Last updated on September 25th, 2023 at 08:48 pm
By David Morgan and Susan Cornwell
WASHINGTON (Reuters) – The top Democrat in the U.S. House of Representatives pledged a new era of congressional scrutiny over President Donald Trump on Wednesday, shrugging off White House threats of political warfare if Democrats launch investigations into his affairs.
We have a constitutional responsibility for oversight,” House Speaker Nancy Pelosi told reporters, a day after voters gave Democrats control of the House for the first time in eight years.
“This doesn’t mean we go looking for a fight. But it means that if we see a need to go forward, we will,” she said.
Incoming Democratic committee chairmen are expected to lead investigations into Trump’s long-hidden tax returns, possible conflicts of interest from his business empire and any collusion between Russia and Trump’s campaign team in the 2016 election.
Pelosi, who hopes to return as House speaker when the new Democratic majority takes over in January, said committee chairmen will decide how to proceed and make their recommendations to the Democratic caucus.
“But you can be sure of one thing: when we go down any of these paths, we’ll know what we’re doing and we’ll do it right,” said the 78-year-old San Francisco liberal.
Trump earlier threatened to forego any attempt at bipartisanship and urge retaliatory investigations against Democrats in the Senate, which Republicans retained on Tuesday.
“We’re going to do the same thing, and government comes to a halt, and I would blame them,” Trump said at a news conference.
Trump does not have the authority to order Senate investigations. Senate Republican leader Mitch McConnell declined to comment on the possibility of retaliatory probes, which Trump first raised in a morning statement on Twitter.
Trump has never faced opposition party control in Congress as president. Democrats say their House majority will end the ability of Republican lawmakers to protect him from scrutiny.
“The American people have demanded accountability from their government,” Representative Jerrold Nadler, the New York Democrat poised to become chairman of the House Judiciary Committee, wrote on Twitter.
Trump “may not like it, but he and his administration will be held accountable to our laws and to the American people.”
The confrontational tone on both sides may preview what’s in store for the next two years of Trump’s presidency.
Nadler, once slammed by Trump as “one of the most egregious hacks in contemporary politics,” is among four senior Democrats who have clashed with the president in the past and will take over key House committees when the new Congress convenes.
The others are Elijah Cummings at the House Oversight Committee; Adam Schiff of the Intelligence Committee, slammed by Trump as “sleazy;” and Maxine Waters at the Financial Services Committee, whom Trump said has “extraordinarily low IQ.”
Chairing the committees – where they are currently the highest-ranking Democrats – will give these Democrats the power to demand documents and testimony from White House officials and figures in Trump’s campaign team and businesses, and to issue subpoenas if needed.
“I plan to shine a light on waste, fraud, and abuse in the Trump administration,” Cummings said on Wednesday.
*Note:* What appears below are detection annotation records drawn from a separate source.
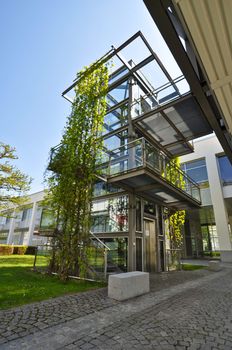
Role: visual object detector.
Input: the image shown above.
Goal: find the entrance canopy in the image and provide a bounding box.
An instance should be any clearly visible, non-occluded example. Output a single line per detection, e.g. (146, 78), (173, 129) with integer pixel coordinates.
(62, 32), (212, 157)
(144, 0), (232, 162)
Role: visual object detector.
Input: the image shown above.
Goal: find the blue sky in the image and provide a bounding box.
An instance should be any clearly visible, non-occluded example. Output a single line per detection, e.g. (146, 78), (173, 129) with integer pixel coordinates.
(0, 0), (179, 193)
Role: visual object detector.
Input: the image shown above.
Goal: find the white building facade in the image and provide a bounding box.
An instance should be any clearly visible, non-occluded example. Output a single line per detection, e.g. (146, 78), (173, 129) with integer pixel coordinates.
(0, 191), (46, 246)
(181, 134), (232, 262)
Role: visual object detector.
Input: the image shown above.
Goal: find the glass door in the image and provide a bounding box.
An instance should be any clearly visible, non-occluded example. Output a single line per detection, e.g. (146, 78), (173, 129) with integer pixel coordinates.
(144, 219), (157, 272)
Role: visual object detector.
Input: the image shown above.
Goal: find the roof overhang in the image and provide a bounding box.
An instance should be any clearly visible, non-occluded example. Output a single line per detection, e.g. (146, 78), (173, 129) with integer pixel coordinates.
(144, 0), (232, 162)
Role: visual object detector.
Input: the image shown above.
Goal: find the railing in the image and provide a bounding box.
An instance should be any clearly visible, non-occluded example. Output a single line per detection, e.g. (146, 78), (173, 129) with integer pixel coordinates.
(33, 232), (122, 280)
(0, 222), (10, 231)
(15, 218), (31, 229)
(131, 75), (190, 118)
(101, 137), (201, 203)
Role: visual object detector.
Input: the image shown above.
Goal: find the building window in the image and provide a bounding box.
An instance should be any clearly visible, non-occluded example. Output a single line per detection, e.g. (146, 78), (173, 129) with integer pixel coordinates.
(21, 208), (32, 221)
(92, 196), (128, 233)
(218, 156), (232, 185)
(101, 238), (128, 272)
(136, 197), (142, 232)
(181, 159), (208, 185)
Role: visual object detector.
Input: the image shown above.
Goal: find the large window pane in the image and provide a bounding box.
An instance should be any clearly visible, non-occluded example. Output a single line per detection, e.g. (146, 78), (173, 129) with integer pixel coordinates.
(218, 156), (232, 183)
(91, 196), (128, 233)
(181, 159), (208, 183)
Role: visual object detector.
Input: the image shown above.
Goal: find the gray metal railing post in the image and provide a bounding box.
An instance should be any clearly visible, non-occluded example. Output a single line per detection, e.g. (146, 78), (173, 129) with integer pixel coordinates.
(104, 248), (108, 279)
(33, 247), (38, 271)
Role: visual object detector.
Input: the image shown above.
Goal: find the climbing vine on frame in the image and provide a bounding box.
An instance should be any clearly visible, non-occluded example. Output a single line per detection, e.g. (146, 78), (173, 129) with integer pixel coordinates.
(46, 64), (108, 280)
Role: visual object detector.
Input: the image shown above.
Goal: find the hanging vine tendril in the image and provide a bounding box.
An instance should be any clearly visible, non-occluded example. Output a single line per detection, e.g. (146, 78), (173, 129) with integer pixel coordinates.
(46, 64), (108, 280)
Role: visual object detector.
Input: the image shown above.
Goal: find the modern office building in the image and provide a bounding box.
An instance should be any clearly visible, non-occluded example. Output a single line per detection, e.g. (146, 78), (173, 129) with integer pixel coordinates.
(181, 134), (232, 262)
(0, 191), (47, 246)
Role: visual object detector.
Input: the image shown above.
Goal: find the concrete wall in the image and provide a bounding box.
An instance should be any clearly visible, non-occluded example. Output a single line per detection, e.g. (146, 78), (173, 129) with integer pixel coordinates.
(181, 134), (232, 262)
(3, 191), (44, 245)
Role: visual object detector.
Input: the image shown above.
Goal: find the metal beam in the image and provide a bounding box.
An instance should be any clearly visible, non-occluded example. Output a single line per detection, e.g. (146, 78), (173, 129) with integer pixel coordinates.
(143, 0), (232, 162)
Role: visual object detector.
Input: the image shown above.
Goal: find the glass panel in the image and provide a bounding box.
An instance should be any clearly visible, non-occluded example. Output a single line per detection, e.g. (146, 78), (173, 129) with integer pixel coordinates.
(109, 64), (129, 85)
(139, 113), (179, 146)
(218, 156), (232, 183)
(101, 238), (128, 272)
(119, 37), (151, 65)
(136, 238), (143, 271)
(22, 208), (32, 221)
(138, 60), (169, 89)
(91, 196), (128, 233)
(136, 198), (142, 232)
(40, 209), (56, 229)
(106, 81), (129, 107)
(103, 103), (128, 135)
(185, 159), (206, 169)
(187, 167), (208, 183)
(93, 181), (122, 197)
(103, 130), (128, 150)
(144, 200), (156, 215)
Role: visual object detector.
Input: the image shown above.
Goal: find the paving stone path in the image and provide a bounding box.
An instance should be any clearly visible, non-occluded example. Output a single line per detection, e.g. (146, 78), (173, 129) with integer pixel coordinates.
(0, 267), (232, 350)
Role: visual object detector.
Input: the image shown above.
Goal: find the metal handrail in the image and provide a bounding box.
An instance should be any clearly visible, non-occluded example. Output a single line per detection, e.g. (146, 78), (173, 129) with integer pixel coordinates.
(104, 137), (199, 187)
(102, 137), (200, 202)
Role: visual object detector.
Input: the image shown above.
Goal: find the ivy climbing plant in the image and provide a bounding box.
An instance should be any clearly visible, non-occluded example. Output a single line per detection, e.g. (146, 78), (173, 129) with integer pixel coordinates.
(166, 157), (186, 249)
(46, 63), (108, 280)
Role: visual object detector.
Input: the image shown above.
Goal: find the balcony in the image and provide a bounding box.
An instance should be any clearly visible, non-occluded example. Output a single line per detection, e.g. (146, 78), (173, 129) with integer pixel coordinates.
(0, 222), (10, 231)
(14, 218), (31, 231)
(99, 137), (201, 209)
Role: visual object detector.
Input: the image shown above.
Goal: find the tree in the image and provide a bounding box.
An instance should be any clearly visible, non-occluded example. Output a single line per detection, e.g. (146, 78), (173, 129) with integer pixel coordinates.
(0, 142), (31, 211)
(166, 157), (186, 249)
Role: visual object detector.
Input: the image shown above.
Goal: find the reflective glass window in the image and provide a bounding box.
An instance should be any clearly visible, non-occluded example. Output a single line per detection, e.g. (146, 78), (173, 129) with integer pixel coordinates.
(181, 159), (208, 183)
(218, 156), (232, 183)
(92, 196), (128, 233)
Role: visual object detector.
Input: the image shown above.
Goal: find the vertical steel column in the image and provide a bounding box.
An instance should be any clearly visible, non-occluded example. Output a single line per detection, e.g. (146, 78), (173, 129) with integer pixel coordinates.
(128, 193), (136, 271)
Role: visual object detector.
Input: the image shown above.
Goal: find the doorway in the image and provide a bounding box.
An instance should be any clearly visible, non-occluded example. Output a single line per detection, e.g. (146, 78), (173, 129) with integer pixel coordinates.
(144, 219), (157, 272)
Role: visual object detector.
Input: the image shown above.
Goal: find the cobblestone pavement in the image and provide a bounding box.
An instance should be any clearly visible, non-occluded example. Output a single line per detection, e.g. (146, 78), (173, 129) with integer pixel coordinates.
(0, 267), (232, 350)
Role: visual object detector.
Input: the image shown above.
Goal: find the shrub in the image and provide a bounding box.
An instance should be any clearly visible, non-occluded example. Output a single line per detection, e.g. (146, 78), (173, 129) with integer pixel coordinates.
(0, 244), (14, 255)
(13, 245), (27, 255)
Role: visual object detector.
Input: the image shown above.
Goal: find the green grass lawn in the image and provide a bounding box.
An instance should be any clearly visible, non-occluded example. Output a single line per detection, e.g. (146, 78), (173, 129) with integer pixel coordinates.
(0, 255), (103, 309)
(182, 264), (207, 271)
“I want to probe senior administration officials across the government who have abused their positions of power and wasted taxpayer money, as well as President Trump’s decisions to act in his own financial self-interest,” he said in a statement.
The White House could respond to committee demands by citing executive privilege. That would likely result in court battles.
‘NOT NERVOUS’
Trump senior adviser Kellyanne Conway told CNN that House Democrats could encounter resistance from lawmakers within their own ranks who won swing districts.
“People like when you focus on the issues, not investigations,” Conway said. “The president’s not nervous about anything.”
A first salvo is expected to come from Representative Richard Neal, who will likely be the Democratic chairman of the tax-writing House Ways and Means Committee, and who has said he will demand Trump’s tax returns from Treasury Secretary Steven Mnuchin. That could set in motion a series of probes into any disclosures from the documents.
Trump on Wednesday reiterated his claim that the returns cannot be released due to an Internal Revenue Service audit.
Schiff has said his panel would probe allegations that Russian money may have been laundered though Trump businesses and that Moscow might have financial leverage over him.
Waters and other Democrats have been clamoring for details about Trump’s relationship with German-based Deutsche Bank and what it may know about links between the president and Russia.
Nadler’s panel would handle any effort to impeach Trump, depending on the outcome of Special Counsel Robert Mueller’s federal probe into Russian meddling in the 2016 U.S. elections and possible Trump campaign collusion with Moscow.
Trump denies any collusion and has long denounced Mueller’s investigation as a witch hunt. Moscow denies meddling.
Nadler has said any impeachment effort must be based on evidence of action to subvert the Constitution that is so overwhelming it would trouble even the president’s supporters.